Etta James was known for her versatility, backed by the unmatched strength of her voice. However, there is a sordid backstory to how James honed her skills.
Etta James ruled the 1950s through the 1990s’ music scene, alongside music greats. Coming up from an impoverished background, the singer rose above all the odds.
James’ talent and influence are entrenched in various music genres, which has been impressive to listeners. However, what made her stand out was her powerful voice, characteristic of a coarse undertone and some grunts. Here’s a look through Etta James’ life that influenced her vocal range.
Who Was Etta James?
Etta James was an award-winning musical artist, a go-getter, and a star who rose above personal life issues. But before all of these, James was Jamesetta Hawkins, a California-born girl with a will to survive.
James was born to Dorothy Hawkins in 1938. Dorothy had been a minor and there was not much she could do for her child. James was taken in by her mom’s friends, Lula and Jesse Rogers, who were also her foster parents.
James had an early introduction to music and started showing her vocal range at age 5. She joined the church choir and would sing her heart out to the joy of the congregation. However, there was one person not so impressed by the amazing talent of the child.
That was James’ choirmaster, and he incessantly pushed her to do more. At a point, the voice coach would ram his fist into her chest to make her sing from the guts. James soon understood what was required of her, and many wondered how a little child could own such a strong voice.
Insides James’s Music Career
By 12, Etta James and her family moved to San Francisco, where she met Johnny Otis. This was way into the 1950s. It all started with casual singing sessions before James decided to release the song “Roll With Me Henry.”
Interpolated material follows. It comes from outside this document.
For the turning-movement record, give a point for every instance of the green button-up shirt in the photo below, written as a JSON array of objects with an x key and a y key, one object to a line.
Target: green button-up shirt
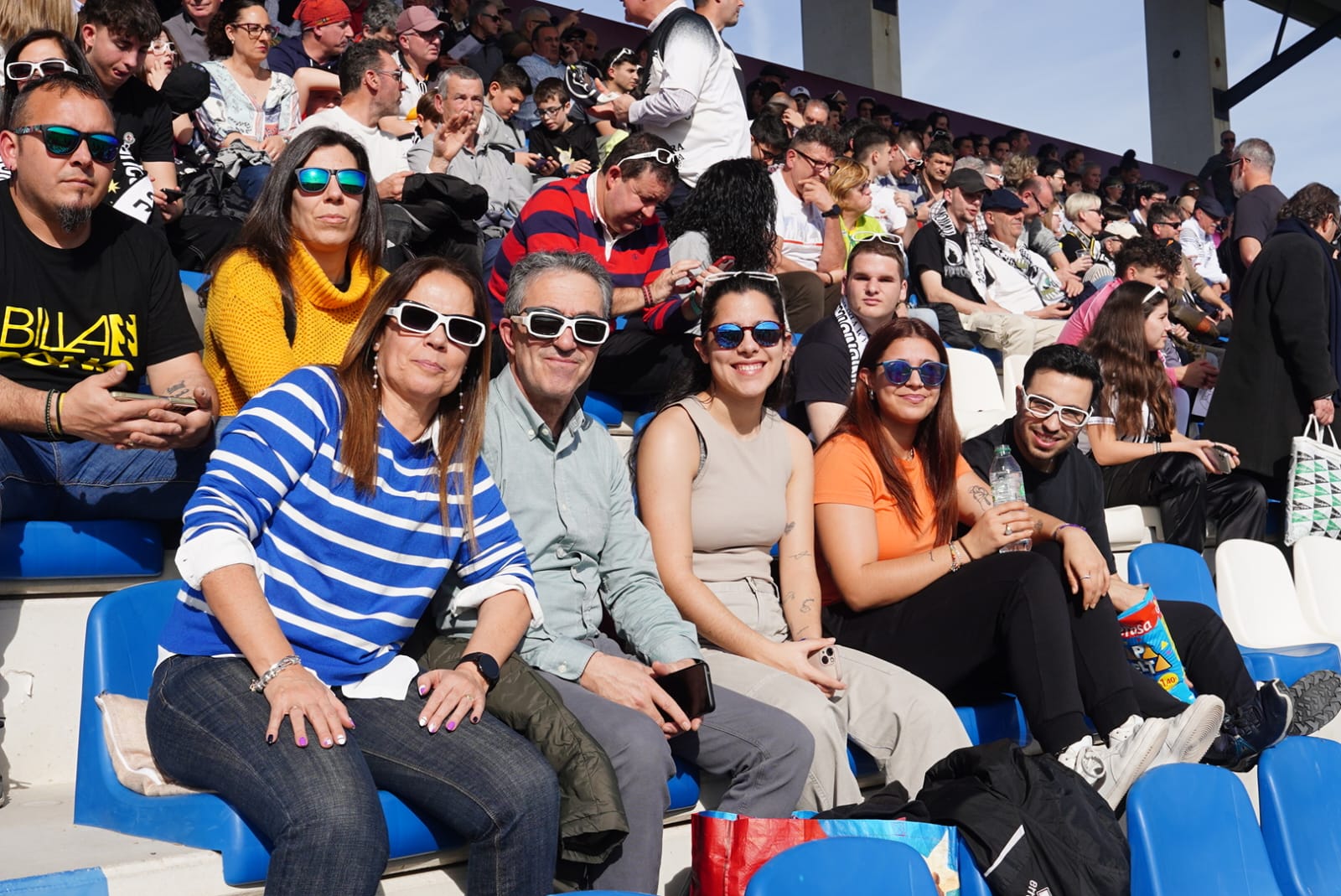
[{"x": 570, "y": 500}]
The risque tune was renamed “The Wallflower” to be more acceptable to the American audience. It was also in this period that Otis changed James’ name. Otis also gave her a nickname, the Miss Peaches, which was adopted by a girl group she formed.
James’ stint in the girl group was short-lived as she decided to go solo. Still a teenager, she was signed to Chess Records, a big-shot music group in Chicago. James’ career took off from there with songs like “Something’s Got A Hold On Me” and “I’d Rather Go Blind.”
James also did duets with her then-boyfriend, Henry Fuqua, and they created something beautiful and evergreen with sounds like “At Last,” “Trust in Me,” and “All I Could Do Was Cry.”
Etta James’ Troubled Years
By the 1960s, James’ signature sounds that melded gospel, blues, jazz, and rock were well on their way to becoming historical. All the while, she remained with Chess Records.
Through the 1960s and 1970s, James sought extra comfort in the cantankerous clutches of hard drugs. She sunk into the thin line between reality and delusion, and many were worried for her.
However, James’ struggles with drugs never affected her music. She collaborated with the Shoals house music band and released her 1967 album, “Tell Mama.” The body of work did excellently well, gaining critical acclaim.
The “A Sunday kind of Love” crooner released her eponymous album, “Etta James,” in 1973 and bagged a Grammy nomination. In 1977, James moved to Warner Brothers Records and released more albums, all bagging critical acclaim.
Through this triumphant period in her career, James; personal life was in shambles because of her heroin addiction. She developed unscrupulous behavior. Ultimately, a judge gave her an ultimatum to go to jail or sign up for rehab, and she agreed with the latter.
Etta James’ Life Post-Addiction
In the 1990s, James seemed to have moved past her addiction and was ready for more wins. In accordance, she released an album, “Mystery Lady” in 1994, and it earned her a grammy award.
James was the recipient of six Grammy awards, further bagging a star on the Hollywood walk for me and a place in the Rock and Roll Hall of Fame.
With a career span close to six decades, James’ music stood classic enough to influence the likes of Christina Aguilera, Adele, and Beyoncé, who played her in “Cadillac Records.”
In the 2000s, James struggled with being overweight and, at 400lb, had to undergo a gastric bypass. In 2010, the music star was diagnosed with Leukemia after a blood infection.
She also suffered dementia and hepatitis C until she died in 2012. Etta James died in her Riverside home in California and is survived by her sons, Donto and Sametto James.